Por supuesto, el presidente no reconocerá errores, pero los movimientos registrados son la aceptación de que la parte política de su gabinete no caminaba. Sin embargo, la culpa no es toda de Olga Sánchez Cordero ni de Julio Scherer Ibarra. Ellos tenían limitaciones impuestas por el propio presidente.
De igual forma, la decisión de nombrar a Quirino Ordaz, próximo exgobernador de Sinaloa, como embajador de México en España, tiene, al menos, una doble intención: airear la relación con aquella nación y minar al bloque opositor conformador por el PRI, PAN y PRD.
Quirino Ordaz cultivó una buena relación con el expresidente Enrique Peña Nieto. Un cercano excolaborador de Peña Nieto fue quien los presentó, y la buena relación fluyó entre ambos. Algunos analistas políticos interpretan que Ordaz será el interlocutor entre López Obrador y Peña Nieto, aunque en realidad el mandatario y el exmandatario no necesitan a un intermediario. Peña Nieto y López Obrador mantienen acuerdos, y mientras estos no se rompan, la fiesta se llevará en paz.
El nombramiento de Quirino Ordaz también parece responder al agradecimiento que López Obrador le tendría por su actuación, o por falta de ella, ante lo ocurrido en Sinaloa el 6 de junio, relatado por el periodista Héctor de Mauleón.
López Obrador también incorporará al hoy gobernador panista de Nayarit, Antonio Echevarría García. El presidente inserta en su equipo de trabajo a priistas y panistas, y anuncia abiertamente que buscará acercamientos con la bancada del partido tricolor en la Cámara de Diputados para alcanzar la mayoría que se requiere en la aprobación de las reformas que el Ejecutivo presentará al Congreso de la Unión. Estos anuncios son claros intentos de quebrar al bloque opositor, que en la elección pasada mostró eficacia y utilidad.
A López Obrador le preocupa la sucesión.
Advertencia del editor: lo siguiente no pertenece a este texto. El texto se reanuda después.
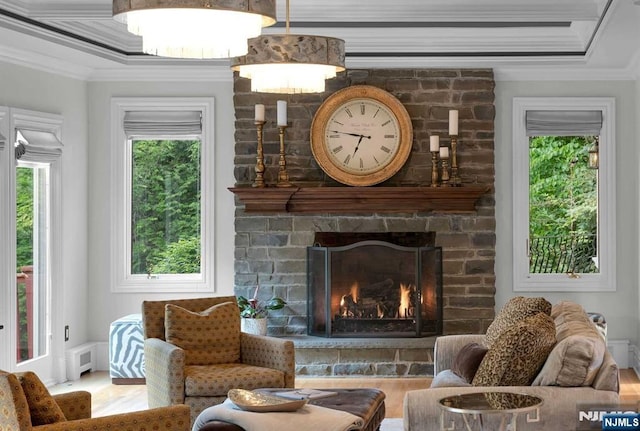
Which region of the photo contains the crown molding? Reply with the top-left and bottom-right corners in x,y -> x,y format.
87,63 -> 233,83
0,45 -> 93,80
276,0 -> 606,22
282,27 -> 586,53
494,66 -> 640,81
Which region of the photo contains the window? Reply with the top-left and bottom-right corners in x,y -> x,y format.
513,98 -> 615,291
112,98 -> 214,292
0,108 -> 64,379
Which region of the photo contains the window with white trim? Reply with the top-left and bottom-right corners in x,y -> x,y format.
111,98 -> 214,292
513,97 -> 615,292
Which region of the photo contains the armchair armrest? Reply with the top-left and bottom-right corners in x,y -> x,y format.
34,405 -> 191,431
240,332 -> 296,388
433,334 -> 484,374
53,391 -> 91,421
144,338 -> 184,408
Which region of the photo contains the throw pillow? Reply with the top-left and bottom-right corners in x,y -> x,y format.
451,343 -> 489,383
165,302 -> 240,365
472,313 -> 556,386
533,301 -> 607,387
485,296 -> 551,348
16,371 -> 67,427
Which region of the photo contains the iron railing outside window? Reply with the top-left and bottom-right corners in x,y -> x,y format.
529,234 -> 599,274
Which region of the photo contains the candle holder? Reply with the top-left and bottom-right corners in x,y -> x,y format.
276,126 -> 293,187
252,120 -> 265,188
431,151 -> 439,187
442,158 -> 451,187
451,135 -> 462,187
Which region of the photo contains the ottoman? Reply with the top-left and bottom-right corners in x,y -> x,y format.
109,313 -> 145,385
198,388 -> 385,431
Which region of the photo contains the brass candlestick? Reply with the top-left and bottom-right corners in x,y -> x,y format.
442,158 -> 451,187
276,126 -> 293,187
252,120 -> 265,187
451,135 -> 462,187
431,151 -> 438,187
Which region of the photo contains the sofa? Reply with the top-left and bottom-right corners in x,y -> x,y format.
0,371 -> 191,431
403,297 -> 619,431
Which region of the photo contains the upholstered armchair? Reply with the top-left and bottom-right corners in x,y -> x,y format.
0,371 -> 191,431
142,296 -> 295,422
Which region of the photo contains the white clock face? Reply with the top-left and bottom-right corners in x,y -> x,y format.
324,98 -> 401,175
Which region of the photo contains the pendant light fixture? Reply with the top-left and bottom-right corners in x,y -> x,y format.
231,0 -> 345,94
113,0 -> 276,59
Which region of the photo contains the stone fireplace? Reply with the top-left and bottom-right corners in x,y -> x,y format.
307,232 -> 442,337
230,69 -> 496,375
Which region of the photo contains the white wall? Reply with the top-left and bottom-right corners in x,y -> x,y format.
0,63 -> 89,374
87,80 -> 235,341
495,81 -> 639,345
631,73 -> 640,364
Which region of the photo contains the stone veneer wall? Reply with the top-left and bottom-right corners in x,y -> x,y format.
234,69 -> 495,372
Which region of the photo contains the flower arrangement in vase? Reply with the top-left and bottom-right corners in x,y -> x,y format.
237,285 -> 287,335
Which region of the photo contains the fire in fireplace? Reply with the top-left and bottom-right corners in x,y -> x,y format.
307,232 -> 442,337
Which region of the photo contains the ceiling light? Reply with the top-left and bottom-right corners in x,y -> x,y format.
231,0 -> 345,94
113,0 -> 276,58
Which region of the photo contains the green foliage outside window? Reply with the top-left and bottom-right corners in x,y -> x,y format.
131,140 -> 201,274
16,167 -> 34,361
529,136 -> 598,273
16,167 -> 33,272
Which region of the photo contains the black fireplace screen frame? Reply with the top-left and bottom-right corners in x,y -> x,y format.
307,240 -> 443,338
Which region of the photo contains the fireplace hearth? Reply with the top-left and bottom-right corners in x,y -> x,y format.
307,232 -> 442,337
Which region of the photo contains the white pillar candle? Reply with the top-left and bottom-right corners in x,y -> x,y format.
429,135 -> 440,153
278,100 -> 287,126
256,103 -> 264,122
449,109 -> 458,136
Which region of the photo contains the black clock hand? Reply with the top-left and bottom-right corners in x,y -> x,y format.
351,135 -> 364,157
329,130 -> 371,139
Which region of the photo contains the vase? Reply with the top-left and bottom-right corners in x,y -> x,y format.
240,317 -> 267,335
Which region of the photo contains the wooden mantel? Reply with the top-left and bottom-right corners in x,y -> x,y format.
229,185 -> 490,214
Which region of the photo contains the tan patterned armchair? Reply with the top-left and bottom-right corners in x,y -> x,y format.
142,296 -> 295,422
0,371 -> 191,431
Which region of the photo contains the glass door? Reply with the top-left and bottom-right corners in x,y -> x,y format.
12,162 -> 52,378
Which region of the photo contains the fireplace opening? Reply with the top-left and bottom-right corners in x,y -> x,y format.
307,232 -> 442,337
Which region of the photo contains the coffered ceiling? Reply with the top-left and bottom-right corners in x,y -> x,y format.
0,0 -> 640,79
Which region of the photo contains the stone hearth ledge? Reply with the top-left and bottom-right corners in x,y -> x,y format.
281,335 -> 437,377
Los recientes movimientos, y otras decisiones tomadas entre agosto y septiembre, responden a la intención de recuperar votos perdidos en distintas zonas del país.
En la Ciudad de México, por ejemplo, una de las acciones más visibles, y más simples, fue el cambio en la cromática oficial del gobierno de la capital, que pasó de verde a guinda para hermanar las identidades gráficas con la del partido en el gobierno, Morena. Una maniobra exactamente igual a la que usaron los gobiernos priistas, que usaban la cromática tricolor, o los gobiernos panistas que usaron la identidad gráfica gubernamental en color azul. Qué ingeniosos.
El sinaloense Quirino Ordaz no será interlocutor entre Peña Nieto y López Obrador, y Olga Sánchez Cordero sí actuará como cuña a Ricardo Monreal en el Senado de la República.
Los movimientos registrados buscan fortalecer la operación política del gobierno federal mediante el pago de favores, el debilitamiento del bloque opositor, y la exaltación de una figura única que en breve se hará notar.
López Obrador no cederá en la segunda mitad de su gobierno. La fuerza perdida en la Cámara de Diputados será equilibrada con opositores, priistas y panistas, cooptados e incorporados a su equipo de trabajo. También buscará fortalecer las acciones de la UIF y de la FGR con la intención de encarcelar a algún opositor de renombre.